Kung Fu Hustle (FS/DVD)

Stephen Chow`s follow-up to SHAOLIN SOCCER ups the over-the-top action quotient by about three zillion percent. The story is set in 1930s Hong Kong, with Chow as a shaggy-haired, would-be bad guy named Sing, who gets caught up in the middle of a war between the top-hat-wearing Axe gang and the hard scrabble inhabitants of Pig Sty Alley. Chow--who wrote, produced, and directed--doesn`t step in as the star here for quite a while, letting the comic duties fly in a myriad of directions: a landlady in curlers (Yuen Qiu) has a yell that can flatten buildings; people get kicked across courtyards and through walls; musician assassins whip ghost sabers from lyre strings, and a mental patient in pink flip-flops named the Beast (Leung Siu Lung) catches bullets in his fingers.
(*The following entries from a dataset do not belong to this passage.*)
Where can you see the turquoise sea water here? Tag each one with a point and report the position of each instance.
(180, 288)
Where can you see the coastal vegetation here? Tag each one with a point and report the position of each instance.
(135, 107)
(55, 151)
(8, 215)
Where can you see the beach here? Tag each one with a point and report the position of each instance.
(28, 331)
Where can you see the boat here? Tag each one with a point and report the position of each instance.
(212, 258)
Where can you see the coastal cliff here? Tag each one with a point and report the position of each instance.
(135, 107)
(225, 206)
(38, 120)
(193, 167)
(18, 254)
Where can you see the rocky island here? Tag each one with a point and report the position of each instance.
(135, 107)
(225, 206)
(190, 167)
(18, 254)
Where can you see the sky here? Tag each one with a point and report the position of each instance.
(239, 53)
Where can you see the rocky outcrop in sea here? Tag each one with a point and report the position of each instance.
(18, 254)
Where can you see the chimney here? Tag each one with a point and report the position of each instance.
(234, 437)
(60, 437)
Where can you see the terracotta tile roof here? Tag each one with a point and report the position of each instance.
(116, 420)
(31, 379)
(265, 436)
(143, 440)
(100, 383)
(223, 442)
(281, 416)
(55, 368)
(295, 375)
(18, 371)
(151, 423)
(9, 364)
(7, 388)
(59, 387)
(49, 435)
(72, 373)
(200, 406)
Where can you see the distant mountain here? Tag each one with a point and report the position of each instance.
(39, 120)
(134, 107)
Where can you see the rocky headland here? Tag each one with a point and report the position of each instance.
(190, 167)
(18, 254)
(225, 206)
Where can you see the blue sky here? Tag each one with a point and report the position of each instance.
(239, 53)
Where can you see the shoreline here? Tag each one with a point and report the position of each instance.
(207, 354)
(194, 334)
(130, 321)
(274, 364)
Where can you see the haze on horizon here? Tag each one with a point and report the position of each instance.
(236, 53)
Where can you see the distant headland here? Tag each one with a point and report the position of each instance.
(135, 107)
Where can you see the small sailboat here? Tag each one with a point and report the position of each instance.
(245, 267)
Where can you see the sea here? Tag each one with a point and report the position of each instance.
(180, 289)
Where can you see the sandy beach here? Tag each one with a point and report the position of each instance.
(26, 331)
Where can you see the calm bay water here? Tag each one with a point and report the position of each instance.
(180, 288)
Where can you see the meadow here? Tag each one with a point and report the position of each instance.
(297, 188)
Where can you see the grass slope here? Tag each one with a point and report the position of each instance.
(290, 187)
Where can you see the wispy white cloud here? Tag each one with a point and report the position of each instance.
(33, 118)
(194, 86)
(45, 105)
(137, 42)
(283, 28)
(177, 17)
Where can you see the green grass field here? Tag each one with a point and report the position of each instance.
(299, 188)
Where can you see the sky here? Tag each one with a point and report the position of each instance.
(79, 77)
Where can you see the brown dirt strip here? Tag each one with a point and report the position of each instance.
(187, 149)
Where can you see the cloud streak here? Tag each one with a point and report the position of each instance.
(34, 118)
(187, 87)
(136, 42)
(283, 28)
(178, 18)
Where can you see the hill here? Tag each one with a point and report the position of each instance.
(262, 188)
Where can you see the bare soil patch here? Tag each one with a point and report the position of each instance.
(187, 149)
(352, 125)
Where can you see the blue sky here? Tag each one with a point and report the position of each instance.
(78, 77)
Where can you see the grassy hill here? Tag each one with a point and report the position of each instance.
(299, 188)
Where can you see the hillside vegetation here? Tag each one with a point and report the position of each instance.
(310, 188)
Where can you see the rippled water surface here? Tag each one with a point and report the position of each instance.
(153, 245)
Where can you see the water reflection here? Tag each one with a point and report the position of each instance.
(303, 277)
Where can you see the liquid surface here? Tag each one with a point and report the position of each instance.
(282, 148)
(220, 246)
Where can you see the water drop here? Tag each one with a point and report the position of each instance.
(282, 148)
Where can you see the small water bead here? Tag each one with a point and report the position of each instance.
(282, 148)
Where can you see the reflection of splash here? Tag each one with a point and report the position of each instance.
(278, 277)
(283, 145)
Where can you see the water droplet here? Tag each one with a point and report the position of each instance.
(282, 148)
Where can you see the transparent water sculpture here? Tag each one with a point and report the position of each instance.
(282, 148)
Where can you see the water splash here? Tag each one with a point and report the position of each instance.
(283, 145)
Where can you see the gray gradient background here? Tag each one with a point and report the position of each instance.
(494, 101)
Buoyed by SOCCER`s box office success, HUSTLE uses bigger production values and a dizzying amount of CGI-enhanced martial arts (imagine Bruce Lee vs. Bugs Bunny in THE MATRIX). It`s full of references to other films and filmmakers, revering spaghetti westerns and `70s Shaw brothers movies a la Tarantino`s KILL BILL (fight choreographer Yuen Wo Ping worked on both films). It also pays sly homage to the works of Wong Kar Wai, D.W. Griffith, Sam Raimi, Jean-Luc Godard, Stanley Kubrick, and Akira Kurosawa. Raymond Wong`s inspired score matches each cinematic reference with the appropriate cue as the camera circles and swoops around the sprawling sets. This is a real treat, more than a great action film or comedy, it`s a great film period, and one that set box office records in the East.